Brexit talks falter: Prospect of deal breakthrough ‘receding’

Critical negotiations over a post-Brexit deal hampered by ‘eleventh-hour’ EU demands, UK government figure tells Reuters.

Belgium Brexit talks
The Brexit transition period, sometimes called the implementation period, will end on December 31 [Geert Vanden Wijngaert/Bloomberg]

The prospect of a breakthrough in crunch Brexit talks between the UK and the European Union is “receding”, according to a senior British government source, with time rapidly running out to broker a deal.

The UK government figure told Reuters news agency on Thursday evening that the EU had disrupted the negotiations by attempting to wrench further concessions at the last minute.

“At the eleventh hour, the EU is bringing new elements into the negotiation. A breakthrough is still possible in the next few days but that prospect is receding,” the source said.

The UK formally left the EU on January 31.
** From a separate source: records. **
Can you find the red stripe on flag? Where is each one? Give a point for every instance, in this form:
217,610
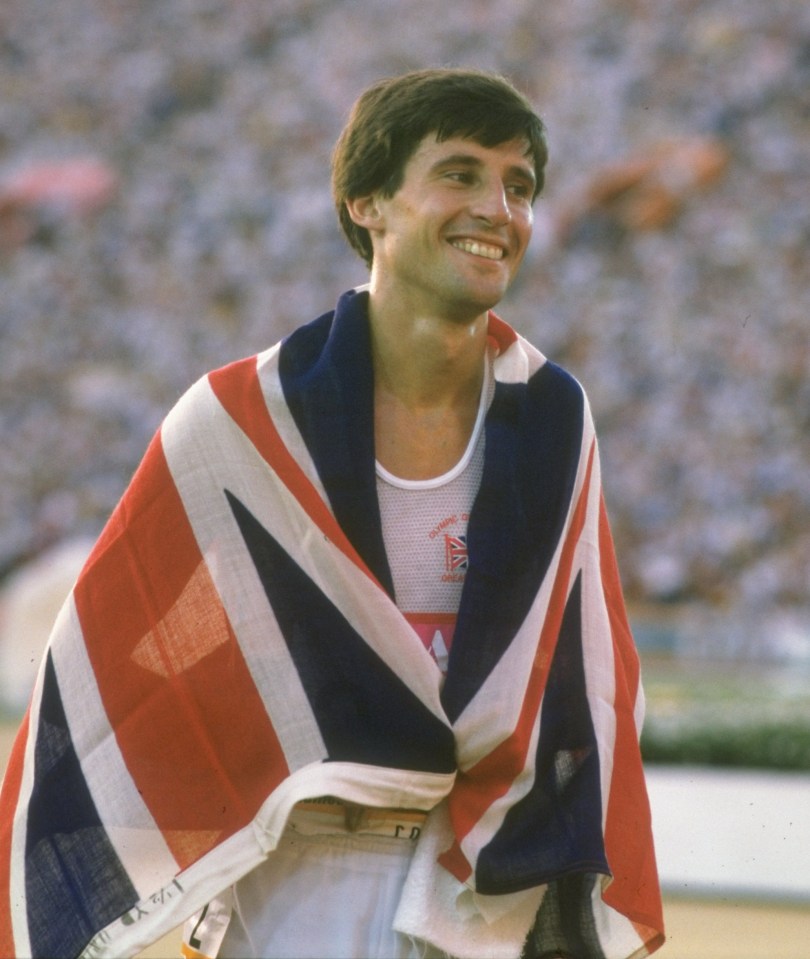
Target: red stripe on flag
8,804
490,778
188,718
634,891
239,390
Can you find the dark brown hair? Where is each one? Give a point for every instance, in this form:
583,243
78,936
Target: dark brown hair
392,117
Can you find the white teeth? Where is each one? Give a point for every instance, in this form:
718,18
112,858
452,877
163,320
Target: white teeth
479,249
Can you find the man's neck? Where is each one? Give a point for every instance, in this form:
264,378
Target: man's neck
425,359
428,376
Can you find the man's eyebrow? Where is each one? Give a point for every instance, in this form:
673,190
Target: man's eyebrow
524,173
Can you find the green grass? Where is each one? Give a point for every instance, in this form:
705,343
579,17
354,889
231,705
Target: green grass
753,716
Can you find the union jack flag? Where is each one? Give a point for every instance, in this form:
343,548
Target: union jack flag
455,552
233,646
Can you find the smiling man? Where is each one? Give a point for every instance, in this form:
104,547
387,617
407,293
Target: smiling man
349,671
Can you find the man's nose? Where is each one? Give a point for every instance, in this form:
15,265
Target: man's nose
492,204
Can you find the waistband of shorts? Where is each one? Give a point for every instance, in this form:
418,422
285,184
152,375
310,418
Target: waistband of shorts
329,816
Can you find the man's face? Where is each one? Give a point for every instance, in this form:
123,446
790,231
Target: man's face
452,237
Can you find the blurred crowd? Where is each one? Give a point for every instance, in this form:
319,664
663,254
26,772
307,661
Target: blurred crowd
165,208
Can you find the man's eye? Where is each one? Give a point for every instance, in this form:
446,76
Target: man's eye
520,190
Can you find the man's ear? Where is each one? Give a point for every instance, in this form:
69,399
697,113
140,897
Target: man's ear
365,211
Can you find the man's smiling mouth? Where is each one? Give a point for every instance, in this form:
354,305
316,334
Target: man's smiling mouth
487,250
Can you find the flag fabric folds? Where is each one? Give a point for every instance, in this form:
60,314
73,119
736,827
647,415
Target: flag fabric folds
233,646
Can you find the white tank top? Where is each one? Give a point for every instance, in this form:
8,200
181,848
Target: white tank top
424,524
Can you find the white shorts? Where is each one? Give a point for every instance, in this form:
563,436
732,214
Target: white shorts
324,897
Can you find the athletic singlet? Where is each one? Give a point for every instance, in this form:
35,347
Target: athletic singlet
424,524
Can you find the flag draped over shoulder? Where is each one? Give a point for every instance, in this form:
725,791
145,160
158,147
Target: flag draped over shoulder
233,646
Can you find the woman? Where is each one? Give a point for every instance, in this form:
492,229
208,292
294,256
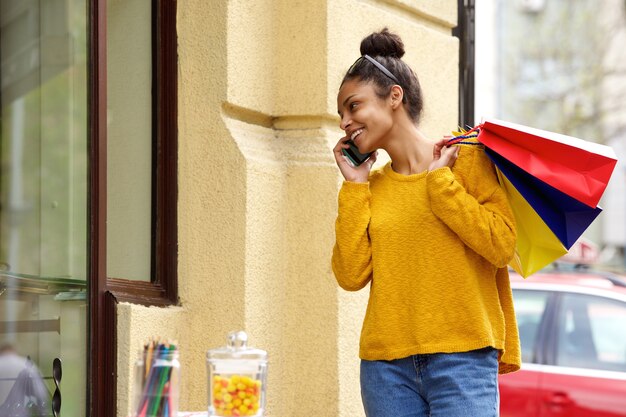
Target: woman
431,232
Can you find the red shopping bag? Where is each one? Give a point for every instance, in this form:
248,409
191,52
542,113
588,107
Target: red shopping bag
578,168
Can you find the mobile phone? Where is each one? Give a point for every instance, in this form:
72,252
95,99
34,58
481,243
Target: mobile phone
353,154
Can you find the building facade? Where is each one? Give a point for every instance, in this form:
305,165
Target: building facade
167,172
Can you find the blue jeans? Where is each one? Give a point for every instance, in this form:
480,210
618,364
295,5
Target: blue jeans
434,385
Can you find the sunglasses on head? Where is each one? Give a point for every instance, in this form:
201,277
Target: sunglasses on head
377,64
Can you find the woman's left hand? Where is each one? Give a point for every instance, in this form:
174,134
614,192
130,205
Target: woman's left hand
443,155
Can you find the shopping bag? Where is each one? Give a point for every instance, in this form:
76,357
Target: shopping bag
536,246
578,168
566,217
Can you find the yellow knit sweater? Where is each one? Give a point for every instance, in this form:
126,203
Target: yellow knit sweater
434,247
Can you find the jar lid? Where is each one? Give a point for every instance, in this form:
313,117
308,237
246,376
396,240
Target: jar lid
237,349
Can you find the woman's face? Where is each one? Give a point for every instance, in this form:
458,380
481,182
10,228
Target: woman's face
365,117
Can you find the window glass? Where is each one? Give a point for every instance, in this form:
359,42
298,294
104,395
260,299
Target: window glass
529,309
129,139
592,333
43,203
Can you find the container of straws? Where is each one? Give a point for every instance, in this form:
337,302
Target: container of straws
157,376
237,375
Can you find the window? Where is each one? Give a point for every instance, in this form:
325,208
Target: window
529,310
43,202
592,333
152,137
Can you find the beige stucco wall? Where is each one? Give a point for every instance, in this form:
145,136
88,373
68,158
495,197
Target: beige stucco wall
258,184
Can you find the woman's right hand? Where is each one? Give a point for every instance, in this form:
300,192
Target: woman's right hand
350,172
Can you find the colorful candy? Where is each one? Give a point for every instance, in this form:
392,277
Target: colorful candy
236,395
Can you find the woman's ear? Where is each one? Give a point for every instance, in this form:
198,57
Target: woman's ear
396,96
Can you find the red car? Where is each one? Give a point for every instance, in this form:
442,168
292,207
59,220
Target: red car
572,328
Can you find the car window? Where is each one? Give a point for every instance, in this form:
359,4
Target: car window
592,333
529,308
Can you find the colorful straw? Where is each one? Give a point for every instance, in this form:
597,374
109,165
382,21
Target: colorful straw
158,386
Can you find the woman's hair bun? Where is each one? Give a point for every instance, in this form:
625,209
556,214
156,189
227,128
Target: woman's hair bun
383,43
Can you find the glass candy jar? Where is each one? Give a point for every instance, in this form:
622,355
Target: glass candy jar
237,375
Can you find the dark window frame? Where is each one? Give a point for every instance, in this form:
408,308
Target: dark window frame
105,292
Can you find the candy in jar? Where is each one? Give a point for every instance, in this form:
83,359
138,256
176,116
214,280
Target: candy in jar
237,376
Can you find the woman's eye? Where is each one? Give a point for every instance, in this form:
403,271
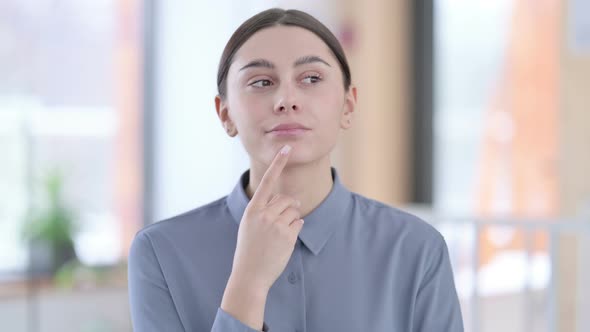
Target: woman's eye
310,79
261,83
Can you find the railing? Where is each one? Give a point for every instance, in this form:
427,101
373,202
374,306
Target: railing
555,228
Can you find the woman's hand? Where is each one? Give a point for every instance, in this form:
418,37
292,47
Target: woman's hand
268,231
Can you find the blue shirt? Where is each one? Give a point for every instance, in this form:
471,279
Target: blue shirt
358,265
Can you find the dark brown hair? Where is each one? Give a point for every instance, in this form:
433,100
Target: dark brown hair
273,17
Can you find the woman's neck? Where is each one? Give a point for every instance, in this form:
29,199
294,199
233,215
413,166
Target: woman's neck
309,183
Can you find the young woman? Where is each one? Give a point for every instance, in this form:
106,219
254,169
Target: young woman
247,262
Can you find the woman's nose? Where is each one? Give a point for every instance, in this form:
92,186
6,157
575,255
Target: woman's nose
287,101
283,107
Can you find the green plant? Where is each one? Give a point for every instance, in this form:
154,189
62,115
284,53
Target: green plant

Since then, it has been in a so-called transition period during which rules on trade, travel and business between the pair have remained unchanged to minimise disruption while negotiators hash out a deal on the terms of their future relationship.

The transition period, sometimes called the implementation period, will end on December 31.

France threatens veto

Both sides have warned that time is fast running out to reach an agreement amid continued division over several issues, including fishing rights, competition rules and the governance of any trade treaty.

UK Business Secretary Alok Sharma on Thursday said talks were now at a “critical phase”.

“It is fair to say that we are in a difficult phase, there are some tricky issues still to be resolved,” he told Sky News.

“Right from the start of this process, we’ve always said that a deal can only be done if the EU recognises that the UK is a sovereign, independent nation,” Sharma added. “It is on the basis of that a deal will be done.”

European Council President Charles Michel said the next few days would decide matters and the 27 EU leaders holding a virtual summit on December 10-11 would take a position.

“The real question is – which political, economic, social project do they want for their own future?” Michel told a news conference. “And this is a question for the British government and for the British people.”

The bloc’s chief Brexit negotiator Michel Barnier is due to update member states in Brussels on Friday.

EU sources told Reuters that recent discussions with the UK had been centred around the so-called level playing field on state aid and fixing future minimum labour and environmental standards, as well as what “effective remedies” each side could take if the other let them slip.

France, meanwhile, warned that it could use its veto to block a post-Brexit deal with the UK if it does not meet Paris’s demands, especially on fishing.

“If there’s a deal that isn’t a good one, we’d oppose it,” Europe Minister Clement Beaune told Europe 1 radio on Friday.

Beaune added that “every country has the right to veto” whatever emerges from the last-ditch Brexit talks going on in London.

‘No-deal’ disruption fears

If the UK and EU fail to reach a deal, the pair’s five-year Brexit divorce will end in disorder just as Europe grapples with the vast economic cost of the COVID-19 outbreak.

A no-deal exit is the nightmare scenario for businesses and investors, who claim it would snarl borders, spook financial markets and sow chaos through the supply chains that stretch across Europe and beyond.

Forecasting considerable disruption ahead, experts on both sides of the English Channel this week warned the UK should brace itself for months of food shortages from the beginning of next year.

Marco Digioia, the secretary-general of the European Road Haulers Association, told UK newspaper The Independent that he was priming his membership for “huge bottlenecks between the UK and EU” after the end of the transition period.

“You can expect empty shelves in supermarkets from the first week of 2021,” he said. “It’s a complete nightmare scenario. It will last for weeks, even months.”

Duncan Buchanan, policy director for England and Wales at the UK’s Road Haulage Association, said that many EU truck drivers were refusing to travel to the UK from January 1 onwards in anticipation of long queues at border points.

“This will be more disruptive to supply chains than COVID has been,” he said.